Corte di Cassazione, sentenza n. 22466 depositata il 26 luglio 2023
pubblico impiego
SVOLGIMENTO DEL PROCESSO
1. La Corte d’Appello di Bologna, con la sentenza n. 352 del 2022, ha accolto l’appello proposto dal MIUR nei confronti di P.A. e in riforma della sentenza, resa tra le parti dal Tribunale di Bologna, ha rigetta la domanda del lavoratore.
Quest’ultimo aveva impugnato il decreto n. 6685 del 10 ottobre 2019, emesso dal Dirigente scolastico dell’Istituto E.C. di Pieve di Cento, di risoluzione con effetto immediato del contratto di lavoro a tempo indeterminato stipulato il 25 settembre 2019.
2. La Corte d’Appello richiamava il dPR n. 487 del 1994, secondo cui “Non possono accedere agli impieghi coloro che siano esclusi dall’elettorato politico attivo, nonché coloro che siano stati destituiti o dispensati dall’impiego presso una pubblica amministrazione per persistente insufficiente rendimento, ovvero siano stati dichiarati decaduti da un impiego statale”.
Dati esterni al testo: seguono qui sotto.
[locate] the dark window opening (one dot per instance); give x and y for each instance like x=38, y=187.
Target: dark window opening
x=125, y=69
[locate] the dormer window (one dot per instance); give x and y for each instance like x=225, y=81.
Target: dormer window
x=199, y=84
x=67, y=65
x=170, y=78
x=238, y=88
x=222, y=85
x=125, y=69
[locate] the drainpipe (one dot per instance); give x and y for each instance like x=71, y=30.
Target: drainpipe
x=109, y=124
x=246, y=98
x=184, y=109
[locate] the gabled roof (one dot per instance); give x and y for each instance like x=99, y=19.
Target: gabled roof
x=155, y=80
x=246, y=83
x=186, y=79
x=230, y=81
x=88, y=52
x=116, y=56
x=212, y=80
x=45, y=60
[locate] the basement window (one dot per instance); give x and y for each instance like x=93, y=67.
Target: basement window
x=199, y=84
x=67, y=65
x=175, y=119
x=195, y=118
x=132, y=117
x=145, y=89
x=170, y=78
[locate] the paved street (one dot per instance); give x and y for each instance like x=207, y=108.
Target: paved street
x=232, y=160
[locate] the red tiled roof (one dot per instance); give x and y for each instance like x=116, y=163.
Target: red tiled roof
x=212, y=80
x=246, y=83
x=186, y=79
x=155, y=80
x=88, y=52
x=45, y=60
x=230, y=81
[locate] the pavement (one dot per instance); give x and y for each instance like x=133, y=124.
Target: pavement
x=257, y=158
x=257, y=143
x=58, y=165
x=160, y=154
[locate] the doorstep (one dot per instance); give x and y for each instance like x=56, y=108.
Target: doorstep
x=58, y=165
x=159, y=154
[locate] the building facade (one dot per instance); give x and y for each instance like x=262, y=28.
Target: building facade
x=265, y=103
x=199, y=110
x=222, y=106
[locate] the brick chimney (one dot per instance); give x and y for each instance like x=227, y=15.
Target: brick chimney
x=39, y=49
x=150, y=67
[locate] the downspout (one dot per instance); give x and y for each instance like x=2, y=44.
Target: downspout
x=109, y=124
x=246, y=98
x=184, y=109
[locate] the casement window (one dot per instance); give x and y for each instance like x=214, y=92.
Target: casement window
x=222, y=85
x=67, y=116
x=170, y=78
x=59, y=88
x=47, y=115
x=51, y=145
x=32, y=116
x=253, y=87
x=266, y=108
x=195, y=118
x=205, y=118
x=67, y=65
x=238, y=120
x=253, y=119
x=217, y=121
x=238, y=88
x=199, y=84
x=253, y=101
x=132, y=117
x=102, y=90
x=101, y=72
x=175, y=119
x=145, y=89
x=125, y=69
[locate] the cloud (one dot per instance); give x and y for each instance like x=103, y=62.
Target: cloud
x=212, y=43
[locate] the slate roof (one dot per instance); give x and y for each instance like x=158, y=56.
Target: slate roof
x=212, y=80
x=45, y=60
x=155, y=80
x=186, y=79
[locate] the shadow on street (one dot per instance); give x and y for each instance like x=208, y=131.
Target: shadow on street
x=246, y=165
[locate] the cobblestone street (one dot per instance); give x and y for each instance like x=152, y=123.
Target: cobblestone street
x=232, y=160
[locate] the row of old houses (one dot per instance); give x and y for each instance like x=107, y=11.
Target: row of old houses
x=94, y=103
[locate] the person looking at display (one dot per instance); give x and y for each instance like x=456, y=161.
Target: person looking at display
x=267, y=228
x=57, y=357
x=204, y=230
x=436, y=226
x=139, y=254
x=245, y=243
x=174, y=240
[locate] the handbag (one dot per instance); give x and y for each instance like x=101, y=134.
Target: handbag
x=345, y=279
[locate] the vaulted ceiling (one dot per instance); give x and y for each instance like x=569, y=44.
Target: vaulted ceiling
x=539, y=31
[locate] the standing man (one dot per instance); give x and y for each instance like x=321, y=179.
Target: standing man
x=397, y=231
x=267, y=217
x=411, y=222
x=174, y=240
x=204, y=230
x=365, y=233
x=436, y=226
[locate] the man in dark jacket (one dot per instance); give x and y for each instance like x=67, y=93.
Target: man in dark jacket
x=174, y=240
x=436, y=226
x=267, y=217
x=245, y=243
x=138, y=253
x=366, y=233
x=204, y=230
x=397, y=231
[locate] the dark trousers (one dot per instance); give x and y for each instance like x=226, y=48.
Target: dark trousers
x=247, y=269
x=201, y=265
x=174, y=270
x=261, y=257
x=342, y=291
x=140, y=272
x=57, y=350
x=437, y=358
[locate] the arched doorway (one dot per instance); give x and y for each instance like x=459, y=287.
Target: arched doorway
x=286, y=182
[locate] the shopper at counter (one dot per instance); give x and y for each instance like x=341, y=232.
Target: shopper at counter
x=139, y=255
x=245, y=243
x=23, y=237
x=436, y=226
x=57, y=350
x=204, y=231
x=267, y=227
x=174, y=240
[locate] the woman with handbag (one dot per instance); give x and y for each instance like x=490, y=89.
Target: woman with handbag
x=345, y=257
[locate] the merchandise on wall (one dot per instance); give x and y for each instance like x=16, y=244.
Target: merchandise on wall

Affermava, quindi, che tale evenienza si era verificata nel caso di specie, atteso che con decreto n. 1906 del 27 agosto 2019, vi era stata la risoluzione del contratto di lavoro a tempo indeterminato stipulato dal lavoratore il 15 settembre 2017 per mancato superamento del periodo prova.
3. Per la cassazione della sentenza di appello ricorre il lavoratore prospettando cinque motivi di impugnazione.
4. Resiste il MIUR con controricorso, assistito da memoria.
5. Entrambe le parti hanno depositato memoria.
6. Il Procuratore Generale ha depositato requisitoria scritta con cui ha chiesto l’accoglimento del terzo motivo di ricorso, come ribadito nella discussione in pubblica udienza.
RAGIONI DELLA DECISIONE
1. Con il primo motivo di ricorso è dedotta la violazione dell’art. 2 della legge 604 del 1966 e del relativo principio di immutabilità della motivazione del licenziamento, in relazione all’art. 360, n. 3, cod. proc. civ.
Ad avviso del ricorrente la sentenza della Corte d’Appello avrebbe consentito alla difesa dello Stato di introdurre ragioni a fondamento della legittimità del licenziamento che non trovavano riscontro nella lettera di licenziamento.
2. Il motivo è inammissibile.
Nella specie non si verte in ipotesi di licenziamento, come deduce il ricorrente nel richiamare l’art. 2 della legge n. 604 del 1966, ma di risoluzione contrattuale connessa alla verifica del mancato possesso dei requisiti.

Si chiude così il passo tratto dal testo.